Georges, d’ailleurs légèrement vêtu, a rapidement pris son parti de ce bain forcé : n’est-il pas excellent nageur ? Évidemment, le flux et le reflux de la mer rendent la nage plus pénible ; mais la terre est proche : une centaine de mètres à peine restent à franchir, et Zahner qui nage, lui aussi, comme un poisson, M. d’Anthonay qui les précède, et dont le casque blanc apparaît à quelque distance, tous trois riront de bon cœur de l’aventure, tout à l’heure.

Ne faut-il pas des émotions, pour corser la vie coloniale, et quelle plus curieuse émotion que cette culbute générale, ce naufrage en miniature, en guise d’arrivée au port ?

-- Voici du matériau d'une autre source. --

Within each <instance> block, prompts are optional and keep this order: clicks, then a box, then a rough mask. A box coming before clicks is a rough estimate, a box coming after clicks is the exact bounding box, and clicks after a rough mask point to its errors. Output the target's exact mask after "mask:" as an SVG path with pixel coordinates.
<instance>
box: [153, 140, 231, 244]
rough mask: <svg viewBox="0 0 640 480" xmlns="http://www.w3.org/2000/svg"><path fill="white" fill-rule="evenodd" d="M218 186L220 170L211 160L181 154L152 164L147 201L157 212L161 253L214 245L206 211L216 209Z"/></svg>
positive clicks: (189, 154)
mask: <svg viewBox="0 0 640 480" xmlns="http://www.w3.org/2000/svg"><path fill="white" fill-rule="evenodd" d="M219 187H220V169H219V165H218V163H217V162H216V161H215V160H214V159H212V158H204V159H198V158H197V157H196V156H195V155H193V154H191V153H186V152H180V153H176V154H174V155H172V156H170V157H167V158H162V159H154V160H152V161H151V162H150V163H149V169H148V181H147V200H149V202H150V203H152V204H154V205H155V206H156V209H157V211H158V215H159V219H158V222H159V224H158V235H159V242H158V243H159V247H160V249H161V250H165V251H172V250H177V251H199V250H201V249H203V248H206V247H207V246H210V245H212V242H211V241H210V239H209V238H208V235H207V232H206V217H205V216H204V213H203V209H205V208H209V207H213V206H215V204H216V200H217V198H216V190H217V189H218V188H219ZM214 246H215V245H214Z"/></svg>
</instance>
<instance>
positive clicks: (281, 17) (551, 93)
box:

Oui, mais pour Georges, l’émotion va devenir de l’angoisse.

Et quelle angoisse !

À quelques brasses de lui nage le jeune nègre qui a été l’auteur involontaire du naufrage. C’est encore un enfant, quinze ans à peine, avec des cheveux crépus et laineux, et il nage avec une telle aisance que le haut de son corps sort de l’eau à chaque brasse.

Soudain, Georges le voit tourner la tête de son côté, et l’entend pousser un cri guttural… Qu’y a-t-il donc ? Georges, lui, ne voit rien que les volutes d’eau blanche et verte, au milieu desquelles il passe d’un vigoureux élan.

Mais le petit noir accélère ses mouvements, bat l’eau désespérément, et soudain, près de lui, une masse noire surgit, hideuse, luisante, semblable à un quartier de rocher poli par le glissement incessant des vagues ; cette masse évolue, se retourne, et Georges, les yeux agrandis par l’épouvante, aperçoit une formidable rangée de dents, une gueule qui s’ouvre, énorme, en forme de demi-lune.

Il reconnaît le requin ; car dans les récits qu’il a lus, il se rappelle cette particularité que le terrible squale, pour happer sa proie, est obligé de se retourner sur le dos, à cause de la disposition de sa gueule, placée à la partie inférieure de sa tête.

Ce souvenir lui revient au milieu d’un sentiment d’angoisse indicible : il veut pousser un cri, il ne le peut ; la terreur, une terreur folle lui emplit le cerveau, bourdonne dans ses oreilles : quelle mort !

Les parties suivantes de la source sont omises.